The BAPS Shri Swaminarayan Mandir Chicago will host a Diwali fireworks show from 7:30 to 8:30 p.m. Saturday at the temple, 1851 Pramukh Swami Road, Bartlett. Festivities begin with a Diwali Maha Arti, followed by a pyro-musical fireworks display.
Entry and parking are free. Cars arriving after 6:30 p.m. will be directed to park at Bartlett High School, 701 W. Schick Road. Free shuttles will be available.
Native American film
Gail Borden Public Library in Elgin will host a screening and discussion about Ken Burns' newest film "The American Buffalo" in honor of National Native American Heritage Month.
The online film presentation and discussion will run from 7 to 8 p.m. Wednesday. The film tells the story of the buffalo that roamed America in the tens of millions and provided food for the Native people of the Great Plains, and how the animal is being saved from extinction.

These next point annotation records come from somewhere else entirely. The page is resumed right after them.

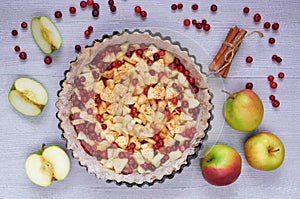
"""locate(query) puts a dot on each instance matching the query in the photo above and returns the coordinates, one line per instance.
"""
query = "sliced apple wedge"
(28, 96)
(46, 165)
(45, 34)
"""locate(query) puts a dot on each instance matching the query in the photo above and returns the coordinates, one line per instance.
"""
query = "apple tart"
(133, 107)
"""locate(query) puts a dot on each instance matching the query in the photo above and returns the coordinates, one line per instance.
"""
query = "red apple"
(221, 165)
(264, 151)
(243, 110)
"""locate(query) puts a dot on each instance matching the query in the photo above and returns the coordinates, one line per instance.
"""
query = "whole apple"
(243, 110)
(221, 165)
(264, 151)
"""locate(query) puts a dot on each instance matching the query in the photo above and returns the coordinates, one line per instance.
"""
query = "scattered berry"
(48, 60)
(249, 59)
(257, 17)
(249, 85)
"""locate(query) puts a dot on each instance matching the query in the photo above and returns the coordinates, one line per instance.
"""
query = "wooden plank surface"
(22, 135)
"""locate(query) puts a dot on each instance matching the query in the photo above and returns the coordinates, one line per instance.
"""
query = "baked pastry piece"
(133, 107)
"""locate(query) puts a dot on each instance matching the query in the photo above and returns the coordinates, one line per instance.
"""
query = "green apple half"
(46, 165)
(221, 165)
(243, 110)
(45, 34)
(264, 151)
(28, 96)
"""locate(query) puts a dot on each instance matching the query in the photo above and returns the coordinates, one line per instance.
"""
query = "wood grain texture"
(22, 135)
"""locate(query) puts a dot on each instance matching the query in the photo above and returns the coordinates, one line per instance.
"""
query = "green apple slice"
(28, 96)
(47, 165)
(45, 34)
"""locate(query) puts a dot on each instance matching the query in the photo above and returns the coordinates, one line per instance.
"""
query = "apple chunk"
(28, 96)
(45, 34)
(46, 165)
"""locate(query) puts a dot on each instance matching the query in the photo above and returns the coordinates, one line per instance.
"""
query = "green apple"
(45, 34)
(48, 164)
(221, 165)
(264, 151)
(28, 96)
(243, 110)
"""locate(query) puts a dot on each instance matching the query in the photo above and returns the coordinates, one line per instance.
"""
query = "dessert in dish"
(133, 107)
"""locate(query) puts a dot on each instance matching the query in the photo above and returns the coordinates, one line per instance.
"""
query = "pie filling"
(135, 108)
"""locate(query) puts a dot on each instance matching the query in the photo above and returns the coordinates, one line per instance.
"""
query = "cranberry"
(90, 2)
(275, 26)
(24, 25)
(17, 48)
(275, 103)
(95, 13)
(249, 85)
(180, 6)
(14, 32)
(96, 6)
(281, 75)
(257, 17)
(72, 10)
(249, 59)
(48, 60)
(187, 22)
(137, 9)
(213, 7)
(143, 14)
(195, 6)
(270, 78)
(23, 55)
(83, 4)
(174, 6)
(272, 97)
(271, 40)
(267, 25)
(206, 27)
(273, 85)
(246, 10)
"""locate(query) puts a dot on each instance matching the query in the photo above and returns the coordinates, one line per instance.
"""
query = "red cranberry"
(83, 4)
(143, 14)
(246, 10)
(95, 13)
(195, 6)
(77, 47)
(23, 55)
(206, 27)
(174, 6)
(58, 14)
(72, 10)
(187, 22)
(281, 75)
(137, 9)
(14, 32)
(213, 7)
(48, 60)
(267, 25)
(273, 85)
(257, 17)
(249, 59)
(24, 25)
(275, 103)
(180, 6)
(249, 85)
(275, 26)
(17, 48)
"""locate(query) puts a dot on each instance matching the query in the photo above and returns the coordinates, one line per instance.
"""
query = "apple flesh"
(28, 96)
(264, 151)
(51, 163)
(243, 110)
(221, 165)
(45, 34)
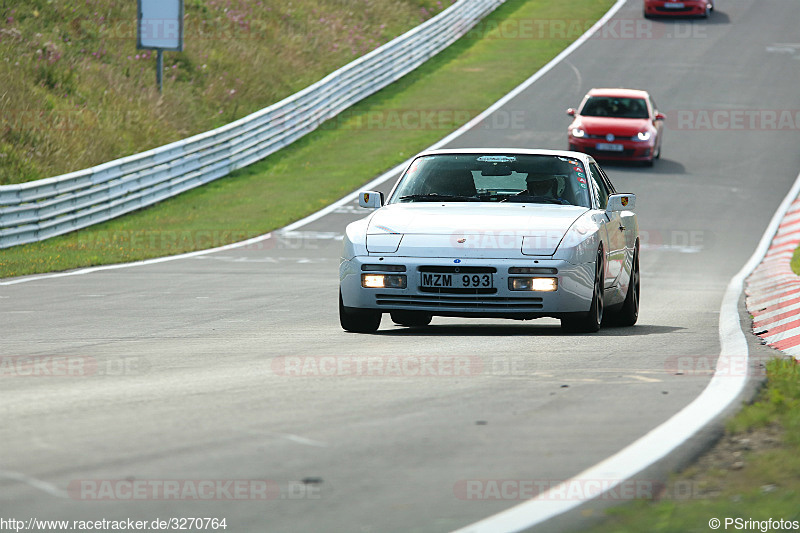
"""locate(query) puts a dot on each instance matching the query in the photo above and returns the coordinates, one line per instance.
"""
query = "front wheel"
(358, 320)
(629, 313)
(590, 321)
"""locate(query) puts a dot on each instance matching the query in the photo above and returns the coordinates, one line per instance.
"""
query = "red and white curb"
(773, 289)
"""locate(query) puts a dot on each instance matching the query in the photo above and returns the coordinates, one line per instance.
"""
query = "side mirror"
(370, 199)
(621, 202)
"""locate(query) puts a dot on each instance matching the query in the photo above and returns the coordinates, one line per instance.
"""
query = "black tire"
(358, 320)
(590, 321)
(629, 312)
(411, 319)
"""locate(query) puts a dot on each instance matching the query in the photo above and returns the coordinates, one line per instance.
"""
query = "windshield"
(611, 106)
(494, 178)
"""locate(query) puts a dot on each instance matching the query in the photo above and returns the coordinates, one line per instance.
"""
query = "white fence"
(42, 209)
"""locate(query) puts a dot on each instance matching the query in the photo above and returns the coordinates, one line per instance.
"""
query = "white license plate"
(610, 147)
(456, 281)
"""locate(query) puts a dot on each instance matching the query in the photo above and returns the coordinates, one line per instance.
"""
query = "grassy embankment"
(329, 163)
(75, 92)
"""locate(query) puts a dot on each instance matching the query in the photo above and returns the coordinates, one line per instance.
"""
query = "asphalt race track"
(213, 368)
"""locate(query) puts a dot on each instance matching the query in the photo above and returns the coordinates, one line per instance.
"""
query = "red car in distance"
(680, 8)
(617, 125)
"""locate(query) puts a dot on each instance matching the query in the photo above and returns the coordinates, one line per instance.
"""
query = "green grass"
(329, 163)
(764, 484)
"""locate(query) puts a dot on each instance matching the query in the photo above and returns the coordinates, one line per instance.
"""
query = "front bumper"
(573, 295)
(632, 150)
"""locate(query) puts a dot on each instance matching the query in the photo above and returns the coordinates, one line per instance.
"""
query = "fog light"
(533, 284)
(383, 281)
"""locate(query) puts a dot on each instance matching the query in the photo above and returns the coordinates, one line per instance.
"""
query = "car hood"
(620, 127)
(470, 229)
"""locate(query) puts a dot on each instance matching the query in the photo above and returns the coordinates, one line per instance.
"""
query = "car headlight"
(383, 281)
(533, 284)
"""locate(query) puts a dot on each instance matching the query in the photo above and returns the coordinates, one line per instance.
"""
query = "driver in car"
(543, 186)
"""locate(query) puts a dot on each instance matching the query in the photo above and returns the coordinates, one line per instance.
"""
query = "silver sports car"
(503, 233)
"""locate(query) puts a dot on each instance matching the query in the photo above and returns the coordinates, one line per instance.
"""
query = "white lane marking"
(721, 391)
(35, 483)
(302, 440)
(292, 437)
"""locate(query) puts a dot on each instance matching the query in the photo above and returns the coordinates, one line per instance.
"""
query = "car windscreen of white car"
(519, 178)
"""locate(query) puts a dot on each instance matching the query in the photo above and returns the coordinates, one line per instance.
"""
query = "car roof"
(622, 93)
(511, 151)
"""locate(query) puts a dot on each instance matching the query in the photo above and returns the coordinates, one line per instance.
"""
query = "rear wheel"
(358, 320)
(590, 321)
(411, 319)
(629, 313)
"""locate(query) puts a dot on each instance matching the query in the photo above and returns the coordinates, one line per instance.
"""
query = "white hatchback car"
(505, 233)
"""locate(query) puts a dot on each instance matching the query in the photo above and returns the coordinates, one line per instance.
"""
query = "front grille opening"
(457, 270)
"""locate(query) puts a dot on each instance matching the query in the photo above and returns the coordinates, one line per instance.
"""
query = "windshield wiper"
(439, 197)
(533, 199)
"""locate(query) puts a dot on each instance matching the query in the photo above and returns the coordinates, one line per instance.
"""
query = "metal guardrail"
(38, 210)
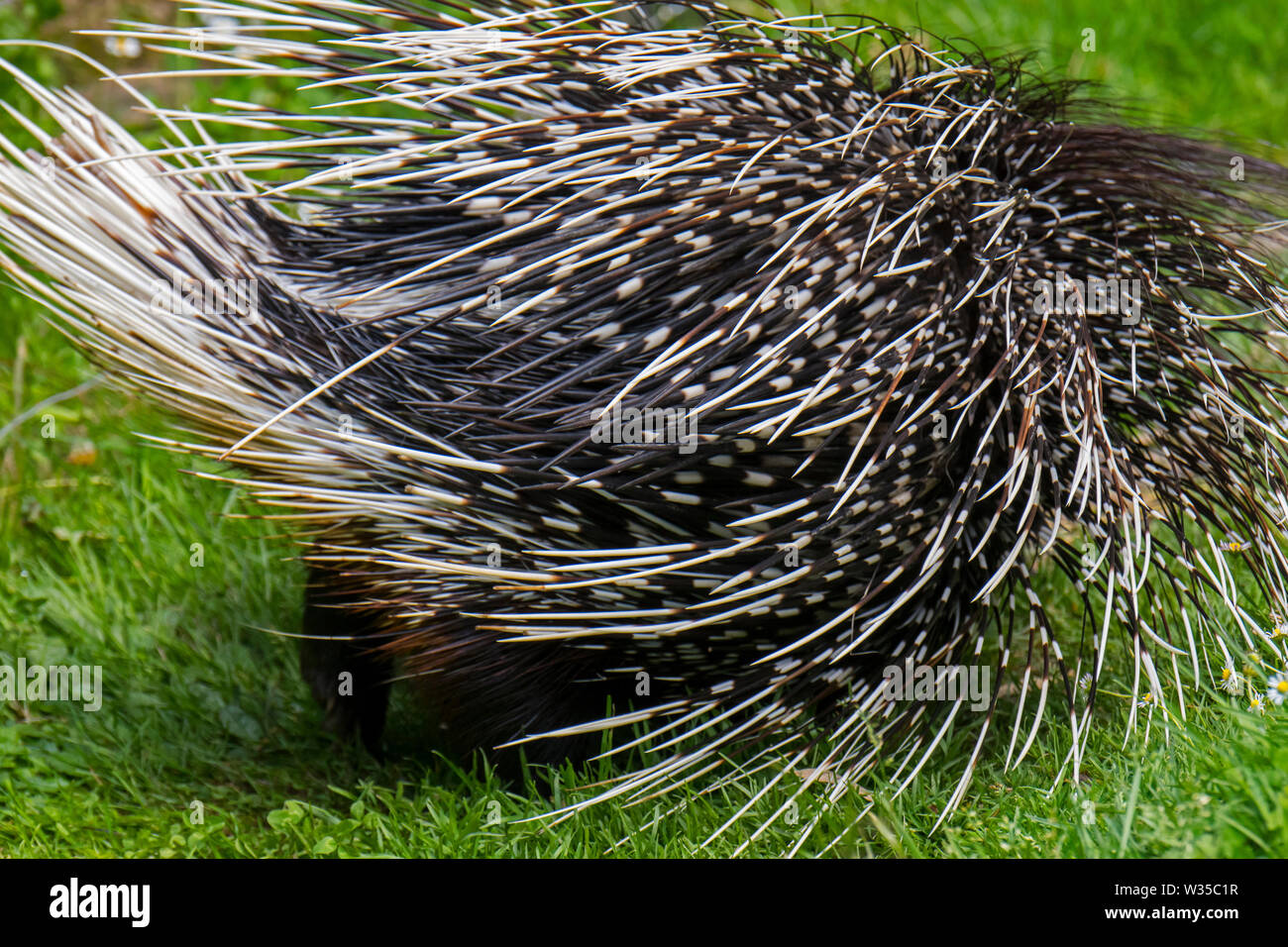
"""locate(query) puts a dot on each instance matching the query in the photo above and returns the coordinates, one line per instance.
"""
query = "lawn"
(207, 742)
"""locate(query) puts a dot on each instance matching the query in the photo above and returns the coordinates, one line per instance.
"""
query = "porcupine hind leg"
(334, 646)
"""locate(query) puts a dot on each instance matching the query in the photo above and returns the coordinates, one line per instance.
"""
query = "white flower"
(1276, 688)
(1232, 682)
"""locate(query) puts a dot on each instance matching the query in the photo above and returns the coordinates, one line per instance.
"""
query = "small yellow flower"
(1276, 688)
(1232, 682)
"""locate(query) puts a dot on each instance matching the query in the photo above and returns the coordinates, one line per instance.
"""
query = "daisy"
(1276, 688)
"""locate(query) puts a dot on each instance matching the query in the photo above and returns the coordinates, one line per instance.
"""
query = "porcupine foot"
(335, 646)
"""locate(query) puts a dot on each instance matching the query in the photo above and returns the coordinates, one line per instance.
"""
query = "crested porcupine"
(702, 373)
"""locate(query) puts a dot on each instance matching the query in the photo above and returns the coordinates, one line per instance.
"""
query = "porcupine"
(837, 253)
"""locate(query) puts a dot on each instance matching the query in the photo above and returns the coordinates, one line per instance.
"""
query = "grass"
(206, 742)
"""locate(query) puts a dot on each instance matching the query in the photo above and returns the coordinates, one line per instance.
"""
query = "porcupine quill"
(868, 273)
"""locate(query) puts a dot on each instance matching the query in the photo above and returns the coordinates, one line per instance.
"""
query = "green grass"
(204, 706)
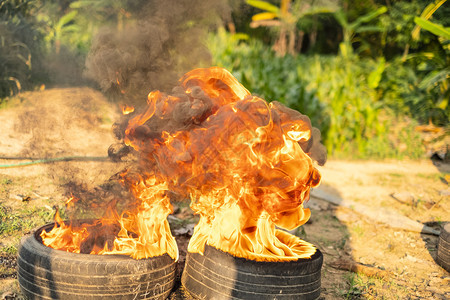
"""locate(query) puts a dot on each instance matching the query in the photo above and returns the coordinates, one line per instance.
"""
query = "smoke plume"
(160, 41)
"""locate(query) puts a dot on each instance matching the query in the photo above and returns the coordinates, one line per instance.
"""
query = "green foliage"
(358, 26)
(19, 45)
(350, 102)
(264, 73)
(339, 95)
(20, 221)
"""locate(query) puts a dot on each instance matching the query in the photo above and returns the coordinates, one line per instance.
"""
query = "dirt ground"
(78, 121)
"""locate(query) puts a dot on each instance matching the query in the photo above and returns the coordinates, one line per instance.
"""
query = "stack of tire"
(46, 273)
(219, 275)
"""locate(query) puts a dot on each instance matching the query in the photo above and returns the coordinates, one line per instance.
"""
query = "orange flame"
(241, 160)
(127, 109)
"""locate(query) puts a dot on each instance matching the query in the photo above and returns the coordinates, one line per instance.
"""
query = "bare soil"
(77, 121)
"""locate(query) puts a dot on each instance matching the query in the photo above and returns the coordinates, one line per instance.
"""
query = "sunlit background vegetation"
(367, 73)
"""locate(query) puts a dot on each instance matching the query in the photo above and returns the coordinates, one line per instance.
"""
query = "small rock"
(404, 197)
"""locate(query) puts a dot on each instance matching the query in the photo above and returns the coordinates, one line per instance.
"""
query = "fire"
(126, 109)
(245, 164)
(239, 159)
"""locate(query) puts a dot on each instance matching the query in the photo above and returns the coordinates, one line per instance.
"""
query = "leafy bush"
(338, 94)
(265, 74)
(20, 46)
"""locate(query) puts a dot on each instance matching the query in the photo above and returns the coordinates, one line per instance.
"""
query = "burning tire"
(219, 275)
(443, 253)
(46, 273)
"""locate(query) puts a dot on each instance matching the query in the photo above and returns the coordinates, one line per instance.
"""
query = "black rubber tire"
(443, 253)
(46, 273)
(219, 275)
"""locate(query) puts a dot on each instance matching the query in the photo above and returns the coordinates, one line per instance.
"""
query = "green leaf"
(375, 76)
(67, 18)
(264, 16)
(372, 15)
(426, 14)
(340, 17)
(434, 28)
(367, 17)
(264, 6)
(369, 29)
(433, 78)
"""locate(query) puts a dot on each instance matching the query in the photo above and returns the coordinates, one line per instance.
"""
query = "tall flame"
(245, 163)
(239, 158)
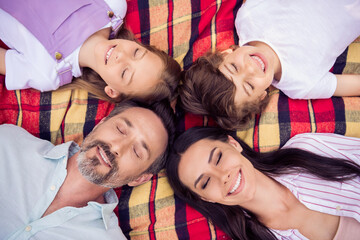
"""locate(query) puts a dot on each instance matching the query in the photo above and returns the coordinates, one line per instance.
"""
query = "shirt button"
(110, 14)
(58, 56)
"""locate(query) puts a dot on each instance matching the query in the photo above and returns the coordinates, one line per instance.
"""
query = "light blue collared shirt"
(31, 173)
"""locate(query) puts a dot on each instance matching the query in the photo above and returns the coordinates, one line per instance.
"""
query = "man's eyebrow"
(146, 148)
(128, 122)
(143, 143)
(210, 157)
(228, 69)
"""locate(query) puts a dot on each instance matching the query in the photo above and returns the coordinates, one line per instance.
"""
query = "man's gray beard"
(87, 166)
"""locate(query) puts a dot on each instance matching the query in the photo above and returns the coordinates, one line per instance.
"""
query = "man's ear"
(234, 143)
(140, 180)
(111, 92)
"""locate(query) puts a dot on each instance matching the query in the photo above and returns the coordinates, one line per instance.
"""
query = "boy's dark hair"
(165, 89)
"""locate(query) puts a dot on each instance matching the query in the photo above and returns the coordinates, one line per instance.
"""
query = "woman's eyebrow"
(210, 157)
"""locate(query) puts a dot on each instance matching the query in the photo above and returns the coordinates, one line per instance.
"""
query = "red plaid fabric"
(186, 29)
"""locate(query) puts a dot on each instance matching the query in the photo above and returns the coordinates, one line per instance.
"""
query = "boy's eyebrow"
(210, 157)
(228, 69)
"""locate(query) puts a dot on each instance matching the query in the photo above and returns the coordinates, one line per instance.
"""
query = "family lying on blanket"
(65, 191)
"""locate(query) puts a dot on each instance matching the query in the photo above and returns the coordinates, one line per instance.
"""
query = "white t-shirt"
(306, 35)
(28, 63)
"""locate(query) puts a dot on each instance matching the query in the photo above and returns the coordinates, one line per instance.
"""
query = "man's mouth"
(102, 157)
(236, 185)
(108, 54)
(259, 62)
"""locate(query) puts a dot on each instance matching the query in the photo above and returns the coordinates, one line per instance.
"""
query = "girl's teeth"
(109, 53)
(237, 184)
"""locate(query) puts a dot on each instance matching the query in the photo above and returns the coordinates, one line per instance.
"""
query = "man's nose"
(120, 145)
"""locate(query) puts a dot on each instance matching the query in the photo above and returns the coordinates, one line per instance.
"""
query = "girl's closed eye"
(136, 152)
(234, 67)
(136, 52)
(121, 130)
(123, 74)
(205, 184)
(219, 158)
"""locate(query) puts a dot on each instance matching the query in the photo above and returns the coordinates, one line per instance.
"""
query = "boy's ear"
(140, 180)
(111, 92)
(227, 51)
(234, 143)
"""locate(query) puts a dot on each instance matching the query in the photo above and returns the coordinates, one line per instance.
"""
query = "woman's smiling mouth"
(108, 54)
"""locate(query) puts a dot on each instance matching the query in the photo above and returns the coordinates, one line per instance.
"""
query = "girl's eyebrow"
(133, 73)
(210, 157)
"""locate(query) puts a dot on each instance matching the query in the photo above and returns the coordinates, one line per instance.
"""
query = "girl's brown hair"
(206, 91)
(165, 89)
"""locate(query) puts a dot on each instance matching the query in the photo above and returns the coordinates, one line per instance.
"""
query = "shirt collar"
(69, 149)
(59, 151)
(107, 209)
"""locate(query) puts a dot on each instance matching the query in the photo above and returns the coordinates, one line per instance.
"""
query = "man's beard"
(87, 166)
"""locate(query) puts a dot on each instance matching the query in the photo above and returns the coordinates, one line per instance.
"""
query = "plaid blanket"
(185, 29)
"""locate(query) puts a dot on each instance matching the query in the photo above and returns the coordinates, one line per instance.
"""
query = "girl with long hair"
(309, 189)
(53, 42)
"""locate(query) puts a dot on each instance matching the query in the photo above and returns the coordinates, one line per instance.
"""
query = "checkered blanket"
(186, 30)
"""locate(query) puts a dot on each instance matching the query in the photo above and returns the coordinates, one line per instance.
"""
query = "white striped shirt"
(335, 198)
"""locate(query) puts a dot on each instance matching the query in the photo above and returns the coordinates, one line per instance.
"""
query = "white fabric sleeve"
(22, 74)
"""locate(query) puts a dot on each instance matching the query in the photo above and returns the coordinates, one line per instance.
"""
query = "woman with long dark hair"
(309, 189)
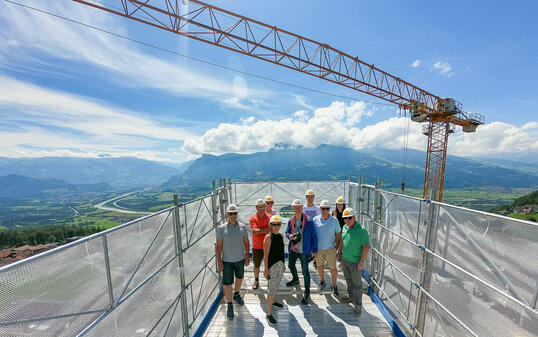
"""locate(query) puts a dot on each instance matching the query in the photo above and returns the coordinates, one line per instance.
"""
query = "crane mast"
(225, 29)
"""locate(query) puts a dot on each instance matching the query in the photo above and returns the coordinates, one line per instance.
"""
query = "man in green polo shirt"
(352, 253)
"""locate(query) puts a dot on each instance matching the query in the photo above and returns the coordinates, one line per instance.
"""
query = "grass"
(481, 199)
(528, 217)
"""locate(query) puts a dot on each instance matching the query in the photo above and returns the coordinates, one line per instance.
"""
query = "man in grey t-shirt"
(233, 248)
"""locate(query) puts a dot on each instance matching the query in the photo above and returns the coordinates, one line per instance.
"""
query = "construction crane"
(225, 29)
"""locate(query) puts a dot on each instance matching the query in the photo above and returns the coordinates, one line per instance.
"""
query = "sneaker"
(304, 301)
(292, 282)
(335, 291)
(357, 310)
(271, 319)
(238, 299)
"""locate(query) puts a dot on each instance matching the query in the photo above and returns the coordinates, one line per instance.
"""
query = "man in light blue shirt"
(329, 235)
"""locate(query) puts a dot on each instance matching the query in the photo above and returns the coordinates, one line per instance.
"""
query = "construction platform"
(325, 315)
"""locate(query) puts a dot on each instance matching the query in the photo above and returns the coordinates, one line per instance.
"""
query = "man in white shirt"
(311, 209)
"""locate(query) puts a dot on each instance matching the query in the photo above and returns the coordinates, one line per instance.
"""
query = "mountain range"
(15, 186)
(333, 162)
(125, 172)
(35, 177)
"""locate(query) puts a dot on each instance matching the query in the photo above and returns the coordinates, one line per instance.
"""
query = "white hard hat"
(297, 202)
(275, 218)
(348, 213)
(231, 209)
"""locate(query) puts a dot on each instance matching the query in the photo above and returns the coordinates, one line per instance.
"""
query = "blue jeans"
(293, 256)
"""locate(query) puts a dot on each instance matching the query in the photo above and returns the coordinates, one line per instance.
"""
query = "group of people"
(314, 234)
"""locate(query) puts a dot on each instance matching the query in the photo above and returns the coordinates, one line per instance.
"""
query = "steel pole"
(179, 247)
(108, 273)
(427, 268)
(377, 220)
(215, 225)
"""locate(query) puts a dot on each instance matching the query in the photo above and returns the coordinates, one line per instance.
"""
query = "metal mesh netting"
(196, 219)
(137, 250)
(54, 285)
(402, 216)
(499, 251)
(142, 311)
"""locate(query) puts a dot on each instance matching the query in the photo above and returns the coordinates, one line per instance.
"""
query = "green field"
(528, 217)
(481, 199)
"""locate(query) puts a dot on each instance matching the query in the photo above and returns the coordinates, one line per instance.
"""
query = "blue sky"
(66, 90)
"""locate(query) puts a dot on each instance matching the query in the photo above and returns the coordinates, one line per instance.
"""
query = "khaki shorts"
(328, 255)
(257, 257)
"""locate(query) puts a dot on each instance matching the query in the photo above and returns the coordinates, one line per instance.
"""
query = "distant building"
(11, 255)
(529, 209)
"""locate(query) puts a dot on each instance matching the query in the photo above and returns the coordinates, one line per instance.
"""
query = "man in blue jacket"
(303, 245)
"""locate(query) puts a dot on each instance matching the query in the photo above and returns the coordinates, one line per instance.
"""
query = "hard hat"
(231, 209)
(325, 203)
(296, 202)
(275, 218)
(348, 213)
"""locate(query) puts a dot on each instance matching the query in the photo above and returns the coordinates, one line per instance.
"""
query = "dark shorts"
(231, 269)
(257, 257)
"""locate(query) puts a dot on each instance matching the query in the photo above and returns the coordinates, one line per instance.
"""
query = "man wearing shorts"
(269, 202)
(273, 259)
(232, 256)
(353, 251)
(259, 223)
(329, 235)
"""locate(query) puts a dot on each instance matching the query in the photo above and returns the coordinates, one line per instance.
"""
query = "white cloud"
(38, 121)
(443, 67)
(495, 138)
(302, 102)
(26, 37)
(338, 124)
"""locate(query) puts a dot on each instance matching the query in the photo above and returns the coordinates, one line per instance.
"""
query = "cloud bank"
(340, 124)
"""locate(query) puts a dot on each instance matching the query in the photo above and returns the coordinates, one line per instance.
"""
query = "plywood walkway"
(325, 315)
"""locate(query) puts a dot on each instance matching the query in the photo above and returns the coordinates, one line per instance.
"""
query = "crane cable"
(405, 146)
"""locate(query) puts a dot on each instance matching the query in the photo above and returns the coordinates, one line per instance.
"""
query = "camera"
(297, 238)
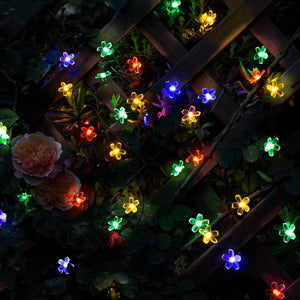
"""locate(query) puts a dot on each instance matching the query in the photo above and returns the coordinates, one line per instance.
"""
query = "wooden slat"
(115, 30)
(211, 44)
(270, 36)
(172, 50)
(238, 236)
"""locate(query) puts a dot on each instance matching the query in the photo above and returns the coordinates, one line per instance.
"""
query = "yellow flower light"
(208, 19)
(274, 87)
(136, 101)
(241, 205)
(131, 206)
(208, 234)
(116, 150)
(66, 89)
(190, 115)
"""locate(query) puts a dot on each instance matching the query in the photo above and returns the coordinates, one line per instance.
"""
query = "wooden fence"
(188, 67)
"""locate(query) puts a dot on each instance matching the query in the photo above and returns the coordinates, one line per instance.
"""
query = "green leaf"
(164, 240)
(181, 213)
(103, 281)
(55, 286)
(264, 176)
(8, 117)
(166, 223)
(156, 257)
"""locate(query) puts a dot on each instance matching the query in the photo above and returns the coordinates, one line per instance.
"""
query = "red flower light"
(88, 133)
(114, 239)
(78, 199)
(195, 158)
(135, 65)
(276, 291)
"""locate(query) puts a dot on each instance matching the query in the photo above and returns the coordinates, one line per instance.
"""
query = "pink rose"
(35, 156)
(57, 192)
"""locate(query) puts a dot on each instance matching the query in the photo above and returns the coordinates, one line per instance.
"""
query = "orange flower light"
(241, 205)
(78, 199)
(195, 158)
(116, 150)
(88, 133)
(255, 75)
(134, 65)
(136, 101)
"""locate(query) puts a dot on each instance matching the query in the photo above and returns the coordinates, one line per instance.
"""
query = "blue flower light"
(171, 89)
(231, 260)
(2, 217)
(207, 95)
(64, 265)
(67, 59)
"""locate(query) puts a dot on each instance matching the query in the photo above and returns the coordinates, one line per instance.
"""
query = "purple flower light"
(64, 265)
(207, 95)
(67, 59)
(2, 217)
(171, 89)
(231, 260)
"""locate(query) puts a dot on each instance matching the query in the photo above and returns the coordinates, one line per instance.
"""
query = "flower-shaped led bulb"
(177, 168)
(67, 59)
(274, 87)
(276, 291)
(3, 134)
(116, 150)
(195, 158)
(66, 89)
(103, 75)
(287, 231)
(255, 75)
(208, 19)
(115, 224)
(198, 223)
(88, 133)
(208, 234)
(78, 199)
(271, 146)
(64, 265)
(190, 115)
(131, 206)
(231, 260)
(171, 89)
(136, 101)
(105, 49)
(134, 65)
(3, 217)
(24, 196)
(241, 205)
(207, 95)
(120, 114)
(261, 54)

To receive a Zoom link for the program and to register, visit gailborden.info/events, call (847) 429-4597 or register in person at any library branch.
MLK legacy talk
The DuPage County Dr. Martin Luther King Jr. Advisory Committee will host a virtual session from 6 to 8 p.m. Thursday on the Evolution of the Rev. Martin Luther King Jr.'s legacy and enduring relevance.
The interfaith and multicultural conversation features Julie Dockery, Benedictine University associate provost for diversity, equity and inclusion, and Peter Huff, Benedictine chief mission officer, director of the Center for Benedictine Values and professor of religious studies. A Zoom link will be provided later.